Tomcat by default runs as root which is not secure. I personally prefer to run it as an ordinary user and start using a custom init script rather than the startup.sh and shutdown.sh scripts.

Creating Tomcat User

[root@webhst01 ~]# /usr/sbin/groupadd tomcat
[root@webhst01 ~]# /usr/sbin/useradd -m -g tomcat -c "Tomcat Application User" -d /home/tomcat tomcat
[root@webhst01 ~]# /bin/chown -R tomcat:tomcat /opt/apache-tomcat-1/;/bin/chown -R tomcat:tomcat /opt/apache-tomcat-2/
[root@webhst01 ~]# mkdir /var/run/tomcat;/bin/chown tomcat:tomcat /var/run/tomcat

Creating Tomcat Init Script

#!/bin/sh
#
# Tomcat        Startup script for the Apache Tomcat Server instance 1
#
# chkconfig: - 85 15
# description: Tomcat Java JSP/Servelet Server instance 1
#
# Local variables
TOMCAT_INSTANCE_NAME="tomcat-1" # Change as required
TOMCAT_INSTANCE_HOME="/opt/apache-$TOMCAT_INSTANCE_NAME"

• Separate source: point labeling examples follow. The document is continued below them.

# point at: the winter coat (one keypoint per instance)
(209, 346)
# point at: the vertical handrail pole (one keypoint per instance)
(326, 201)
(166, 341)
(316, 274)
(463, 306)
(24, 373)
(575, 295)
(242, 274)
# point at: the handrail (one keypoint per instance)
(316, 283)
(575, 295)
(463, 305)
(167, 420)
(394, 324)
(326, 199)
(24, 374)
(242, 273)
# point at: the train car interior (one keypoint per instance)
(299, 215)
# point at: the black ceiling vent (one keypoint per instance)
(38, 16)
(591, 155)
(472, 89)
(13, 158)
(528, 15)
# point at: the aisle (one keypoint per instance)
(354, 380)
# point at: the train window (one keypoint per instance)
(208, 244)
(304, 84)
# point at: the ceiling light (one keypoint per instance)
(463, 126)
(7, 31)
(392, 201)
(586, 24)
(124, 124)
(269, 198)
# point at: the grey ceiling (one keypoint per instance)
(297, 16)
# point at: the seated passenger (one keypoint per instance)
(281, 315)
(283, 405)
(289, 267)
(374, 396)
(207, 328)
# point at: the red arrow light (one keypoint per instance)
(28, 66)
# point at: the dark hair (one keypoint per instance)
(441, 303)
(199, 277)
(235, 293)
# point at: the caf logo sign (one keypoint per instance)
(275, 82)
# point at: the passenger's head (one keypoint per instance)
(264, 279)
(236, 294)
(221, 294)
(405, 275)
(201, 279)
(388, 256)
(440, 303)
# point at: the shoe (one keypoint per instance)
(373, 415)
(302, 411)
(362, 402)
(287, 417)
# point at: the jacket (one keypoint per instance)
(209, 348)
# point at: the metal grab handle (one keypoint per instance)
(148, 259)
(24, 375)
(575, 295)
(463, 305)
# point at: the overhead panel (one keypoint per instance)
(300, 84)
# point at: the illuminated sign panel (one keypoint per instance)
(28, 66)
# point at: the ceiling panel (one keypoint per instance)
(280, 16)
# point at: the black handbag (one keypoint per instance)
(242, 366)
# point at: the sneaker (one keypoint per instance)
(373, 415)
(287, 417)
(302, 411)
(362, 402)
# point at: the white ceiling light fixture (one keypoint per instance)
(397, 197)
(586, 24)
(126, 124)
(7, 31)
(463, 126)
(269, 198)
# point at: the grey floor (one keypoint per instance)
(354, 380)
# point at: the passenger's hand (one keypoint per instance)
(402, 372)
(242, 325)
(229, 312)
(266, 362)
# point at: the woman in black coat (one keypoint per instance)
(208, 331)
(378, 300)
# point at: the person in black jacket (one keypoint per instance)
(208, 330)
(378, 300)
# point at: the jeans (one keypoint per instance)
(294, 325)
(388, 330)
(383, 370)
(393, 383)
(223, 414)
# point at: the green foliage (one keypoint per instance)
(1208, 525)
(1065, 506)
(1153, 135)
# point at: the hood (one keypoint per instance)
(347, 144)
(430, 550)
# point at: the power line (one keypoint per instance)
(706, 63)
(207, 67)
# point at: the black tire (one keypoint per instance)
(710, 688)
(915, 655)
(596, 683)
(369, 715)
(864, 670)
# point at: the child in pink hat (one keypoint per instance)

# Create the Profile Environment... you will need to modify these settings.
export CATALINA_HOME=$TOMCAT_INSTANCE_HOME
export CATALINA_BASE=$CATALINA_HOME
export BASEDIR=$CATALINA_HOME
export CATALINA_PID='/var/run/tomcat/$TOMCAT_INSTANCE_NAME.pid'
export JAVA_HOME='/opt/jdk'
export JDK_HOME='/opt/jdk'
export JRE_HOME='/opt/jre'

if [ "$JAVA_HOME" = "" ]; then
echo
echo "The JAVA_HOME variable is not set.  Please set JAVA_HOME within this script."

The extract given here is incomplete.